Richardson makes the most of the earthy Mexican village locations in filling the screen with an authentic slice of life on the poor side of the river, and deftly contrasts that with the vacuous consumer culture on show on the richer side. The simplicity of life in the village, with all the attendant pitfalls of life in poverty, is presented in a matter-of-fact way, the poor are neither sainted nor demonised with some showing grace and decency and others succumbing to the nastier impulses of aiding in the exploitation of their countrymen, both as illegal immigrants or as sex workers. In Richardson’s world, as in Jean Renoir’s, everyone has their reasons and both sides of the divide are trying to eke out a living based upon their own moral codes. Charlie’s moral code kicks into clear focus once he considers Cat to have crossed a line, but his exposure to the simple humanity of Maria is key in awakening in himself a reconnection to his own sense of decency. 

The immigration issues that were facing America in 1982 are not dissimilar to the issues still facing the country under Donald Trump, still a complicated stew of identity, fear and race. On a purely economic level the argument against immigration makes no sense, as huge slabs of American business rely on cheap, undocumented migrants hopping the fence and doing the lowly paid work that many American citizens just won’t do. When the argument gets emotional it gets ugly.
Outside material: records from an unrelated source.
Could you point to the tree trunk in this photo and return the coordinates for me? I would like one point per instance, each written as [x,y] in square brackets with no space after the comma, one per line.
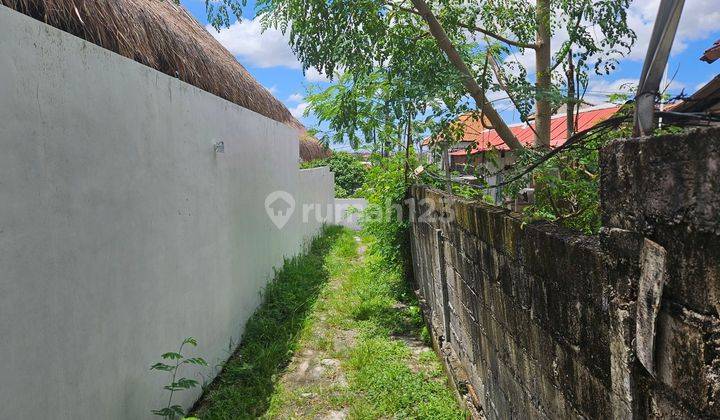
[468,80]
[571,95]
[408,144]
[446,165]
[543,76]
Fascists like Donald Trump play dog-whistle politics in exploiting the fears of some American citizens who, either through ignorance or xenophobia, are easy prey for the propagandists. The greatest con job ever perpetrated by Trump’s moneyed class was to convince the middle and working classes that poor immigrants were a threat to their lifestyle, rather than questioning a system that returns most of the wealth to the already mega wealthy. The Border does not play up the politics of experiences on the front line of the debate, it merely lays out some very human stories and affirms the right for every individual to pursue a life of dignity and happiness. 

Tony Richardson’s uneven career had led him down several paths by the time he’d got to The Border, but his clear-eyed outsider status afforded him a chance to render the piece without any overt sentimentality in relation to depicting the poor Mexicans, or America bashing in depicting the suburban, working stiffs who policed the borderline. Richardson was aided by a uniformly excellent supporting cast, especially by Harvey Keitel as the hard-edged grafter willing to do what it takes to make a buck, and Valerie Perrine and Shannon Wilcox as the blissfully self-absorbed wives. The beating heart of the film is the lovely performance by Elpidia Carrillo as Maria, devoid of artifice or guile, it gives the right emotional tone for Nicholson to react to and build a case for Charlie’s redemption. Any film with Warren Oates in the cast is also a huge plus.

Tony Richardson brought a tender vein of humanism to the project and unpacked the issues without delivering a polemic on the rights or wrongs of the immigration question. The low-key approach saw the film fly under the radar on its initial release, leaving an under-appreciated gem containing a superb Jack Nicholson performance unfairly languishing in the critical stakes. Nicholson delivers one of the most understated characterisations of his career’s golden era, just prior to spending the next decade dissolving into caricature, ironically in direct proportion to his growing superstardom. Jack gives the film the quiet strength to unlock its central message, one involving the dignity of the poor and dispossessed and also of the lines that we either draw in the sand or choose to cross. The Border is a very fine film that stands up nicely as a slice-of-life depiction of ordinary people in extraordinary circumstances.